If you are in the U.S. it will cost $237.00 for the test. The site doesn't say how much training materials are, but I'm sure there are classes for it. You can find trainers at http://certification.comptia.org/resources/find_providers.aspx and materials at http://certification.comptia.org/resources/find_materials.aspx


----------



## tekaro

danrak cheers for the info !!!!


----------



## Cellus

CompTIA Security+ is the logical first step to take in terms of certifications in the IT Security field. It covers all the basic of IT Security. You can even use it to obtain the security specializations for MCSA/MCSE.

The real "creme" of IT Security certifications is the CISSP (Certified Information Systems Security Professional), however that requires several years of experience in IT Security and Common Bodies of Knowledge (CBK).

CompTIA Security+ official page:

http://certification.comptia.org/security/

(ISC)2 CISSP oficial page:

https://www.isc2.org/cgi-bin/content.cgi?category=97


----------



## ITTracker

I have been searching for testing material.

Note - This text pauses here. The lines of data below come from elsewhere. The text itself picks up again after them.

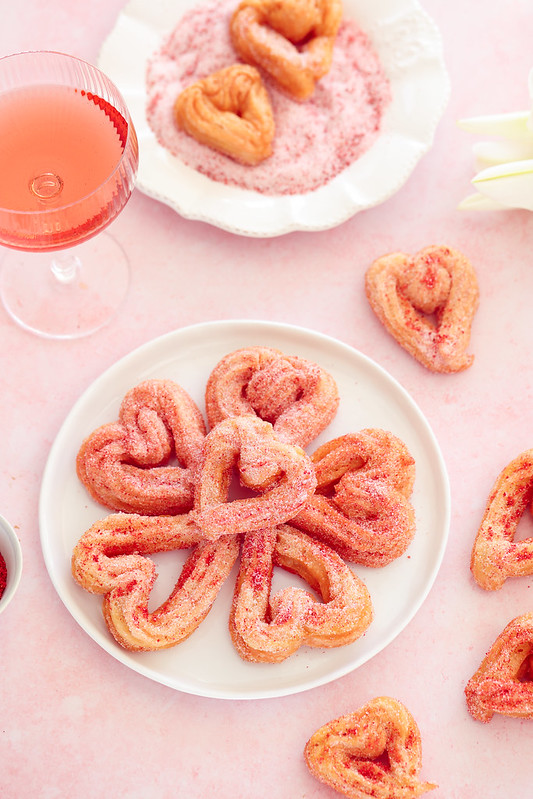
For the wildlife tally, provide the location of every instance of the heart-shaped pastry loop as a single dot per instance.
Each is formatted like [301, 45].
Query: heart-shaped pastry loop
[375, 751]
[504, 681]
[295, 395]
[125, 465]
[291, 40]
[270, 629]
[229, 111]
[495, 554]
[438, 281]
[361, 506]
[110, 559]
[281, 473]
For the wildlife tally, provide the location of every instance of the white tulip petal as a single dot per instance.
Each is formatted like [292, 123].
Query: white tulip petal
[489, 154]
[510, 184]
[514, 124]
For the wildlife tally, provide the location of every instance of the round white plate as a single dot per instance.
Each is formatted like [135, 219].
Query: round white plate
[410, 49]
[206, 664]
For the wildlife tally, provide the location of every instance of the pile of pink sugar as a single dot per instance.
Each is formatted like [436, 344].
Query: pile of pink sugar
[314, 140]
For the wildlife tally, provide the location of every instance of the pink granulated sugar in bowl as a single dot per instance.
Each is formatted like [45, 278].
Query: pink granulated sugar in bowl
[314, 140]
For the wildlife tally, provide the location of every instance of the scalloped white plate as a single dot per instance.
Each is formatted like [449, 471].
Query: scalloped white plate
[409, 45]
[206, 664]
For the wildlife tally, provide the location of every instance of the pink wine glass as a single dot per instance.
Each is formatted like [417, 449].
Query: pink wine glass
[68, 162]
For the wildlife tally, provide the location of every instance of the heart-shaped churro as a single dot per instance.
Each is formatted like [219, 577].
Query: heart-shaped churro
[126, 465]
[361, 506]
[281, 475]
[495, 554]
[110, 559]
[229, 111]
[269, 629]
[291, 40]
[297, 396]
[427, 303]
[375, 751]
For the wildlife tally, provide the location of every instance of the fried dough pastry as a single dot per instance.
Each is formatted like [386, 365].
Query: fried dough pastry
[495, 554]
[361, 506]
[374, 752]
[125, 465]
[282, 476]
[291, 40]
[110, 559]
[229, 111]
[268, 628]
[406, 292]
[504, 681]
[295, 395]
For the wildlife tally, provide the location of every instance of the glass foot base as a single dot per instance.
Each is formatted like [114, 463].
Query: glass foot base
[65, 294]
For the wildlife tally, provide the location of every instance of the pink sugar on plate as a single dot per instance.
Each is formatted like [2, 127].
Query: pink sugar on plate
[314, 141]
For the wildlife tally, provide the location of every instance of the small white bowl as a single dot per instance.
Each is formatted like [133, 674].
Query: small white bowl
[12, 552]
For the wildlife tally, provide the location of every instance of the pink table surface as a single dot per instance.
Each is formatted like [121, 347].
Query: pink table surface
[77, 723]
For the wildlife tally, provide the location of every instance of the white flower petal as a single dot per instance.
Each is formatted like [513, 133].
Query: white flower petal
[514, 124]
[488, 154]
[510, 184]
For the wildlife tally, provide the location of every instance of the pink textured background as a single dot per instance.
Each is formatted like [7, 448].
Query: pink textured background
[76, 723]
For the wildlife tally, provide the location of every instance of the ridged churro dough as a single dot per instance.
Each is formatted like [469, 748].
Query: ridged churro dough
[298, 397]
[269, 629]
[361, 506]
[110, 559]
[126, 465]
[292, 40]
[229, 111]
[495, 554]
[280, 475]
[504, 681]
[406, 292]
[373, 753]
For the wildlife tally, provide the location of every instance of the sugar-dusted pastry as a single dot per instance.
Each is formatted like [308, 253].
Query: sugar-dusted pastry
[291, 40]
[504, 681]
[269, 629]
[373, 753]
[495, 554]
[111, 559]
[298, 397]
[128, 465]
[229, 111]
[427, 303]
[279, 476]
[361, 506]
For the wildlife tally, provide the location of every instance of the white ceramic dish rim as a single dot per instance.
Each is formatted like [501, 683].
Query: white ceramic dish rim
[308, 668]
[410, 48]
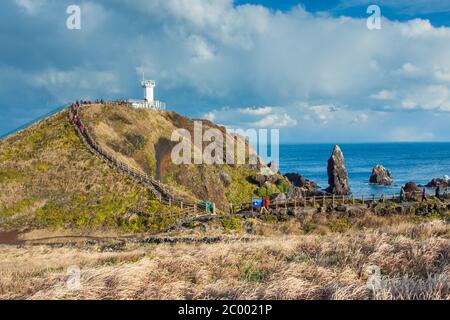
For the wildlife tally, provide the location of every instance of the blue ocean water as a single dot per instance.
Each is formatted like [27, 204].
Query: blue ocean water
[418, 162]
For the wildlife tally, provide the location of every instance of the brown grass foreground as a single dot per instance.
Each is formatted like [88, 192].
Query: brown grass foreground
[413, 258]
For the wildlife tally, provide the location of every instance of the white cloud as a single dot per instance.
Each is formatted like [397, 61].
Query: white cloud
[256, 111]
[209, 54]
[361, 118]
[409, 135]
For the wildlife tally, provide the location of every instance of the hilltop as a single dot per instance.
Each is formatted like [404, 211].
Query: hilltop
[48, 178]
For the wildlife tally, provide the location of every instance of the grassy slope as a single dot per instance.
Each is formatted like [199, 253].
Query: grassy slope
[141, 138]
[49, 179]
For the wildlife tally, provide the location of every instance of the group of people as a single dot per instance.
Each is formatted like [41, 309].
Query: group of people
[74, 114]
[403, 195]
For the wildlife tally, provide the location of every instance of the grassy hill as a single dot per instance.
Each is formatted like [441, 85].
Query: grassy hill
[49, 179]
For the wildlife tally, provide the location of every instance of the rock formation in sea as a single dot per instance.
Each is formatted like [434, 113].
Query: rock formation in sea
[380, 175]
[337, 173]
[438, 182]
[411, 187]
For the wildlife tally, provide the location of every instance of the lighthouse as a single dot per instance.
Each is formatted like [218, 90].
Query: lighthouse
[149, 101]
[148, 86]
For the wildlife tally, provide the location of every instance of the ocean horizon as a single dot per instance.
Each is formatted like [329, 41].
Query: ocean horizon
[408, 161]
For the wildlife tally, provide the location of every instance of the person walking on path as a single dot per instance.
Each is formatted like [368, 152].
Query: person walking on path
[438, 192]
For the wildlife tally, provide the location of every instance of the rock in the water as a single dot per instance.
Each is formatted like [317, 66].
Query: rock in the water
[299, 181]
[279, 197]
[380, 175]
[337, 173]
[258, 179]
[225, 178]
[296, 179]
[411, 187]
[295, 193]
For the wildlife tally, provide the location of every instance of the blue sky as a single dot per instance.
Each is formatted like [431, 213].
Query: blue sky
[311, 68]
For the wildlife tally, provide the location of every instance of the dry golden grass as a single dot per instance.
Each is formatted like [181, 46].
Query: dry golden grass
[413, 259]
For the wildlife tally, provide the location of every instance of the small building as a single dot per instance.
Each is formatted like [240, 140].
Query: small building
[149, 101]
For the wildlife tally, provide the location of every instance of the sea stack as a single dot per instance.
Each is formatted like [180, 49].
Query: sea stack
[337, 173]
[381, 176]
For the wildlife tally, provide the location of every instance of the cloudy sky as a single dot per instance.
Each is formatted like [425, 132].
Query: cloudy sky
[311, 68]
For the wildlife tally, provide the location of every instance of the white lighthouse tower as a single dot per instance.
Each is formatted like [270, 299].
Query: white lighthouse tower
[149, 101]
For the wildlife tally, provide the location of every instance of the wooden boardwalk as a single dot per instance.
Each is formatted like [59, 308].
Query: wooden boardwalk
[191, 209]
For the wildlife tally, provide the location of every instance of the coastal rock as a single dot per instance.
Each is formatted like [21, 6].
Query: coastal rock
[273, 167]
[337, 173]
[295, 193]
[296, 179]
[299, 181]
[437, 182]
[257, 179]
[411, 187]
[380, 175]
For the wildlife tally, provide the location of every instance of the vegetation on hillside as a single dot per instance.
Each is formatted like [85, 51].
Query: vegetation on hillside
[280, 263]
[49, 179]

Would you know where I could find testing material for the Security +?


----------



## Cellus

There are a number of companies that distribute practice exams, flash cards, and so forth to use on your computer. PrepLogic, Self Test, TestOut, Transcender, and Test King are a few examples.

Some textbooks also come with their own practice exams on the included CD (for example, the "Security+ Guide to Network Security Fundamentals - Second Edition" by Mark Ciampa from Thomson Course Technology comes with its own practice exams). If you have a Security+ textbook that is CompTIA Quality Authorized Curriculum and/or CSSIA Approved Courseware, you should be golden.

EDIT: Test King has recieved a bit of flak from Microsoft legally due to accusations of "brain dumping" (people write the exams and then "brain dump" the questions and answers to Test King, which is illegal as Microsoft exams require signing a NDA). The option is there, which is why I gave it, but you may want to refrain from using it. All the other exam vendors are fine.


----------



## ITTracker

I was looking for free exam questions and answers just to get an idea of what I should expect. 

Purchasing software from Exam Cram (Crammaster) always works for me but I'm wanting an ensurement that I would like to do it before I purchase the $99CD. Microsoft is out of the question because of the long questions with a simple answer. CCNA is out of the question for another 1 to 2 years. I'll stick to Comptia. 

Thanks for the information.


----------



## Cellus

Know your definitions, and expect "best answer" questions. Unlike the Microsoft exams, the general format for CompTIA exam questions tend to be direct and to the point instead of tender-footing around by spilling two paragraphs of useless information that has one sentence of worth.


----------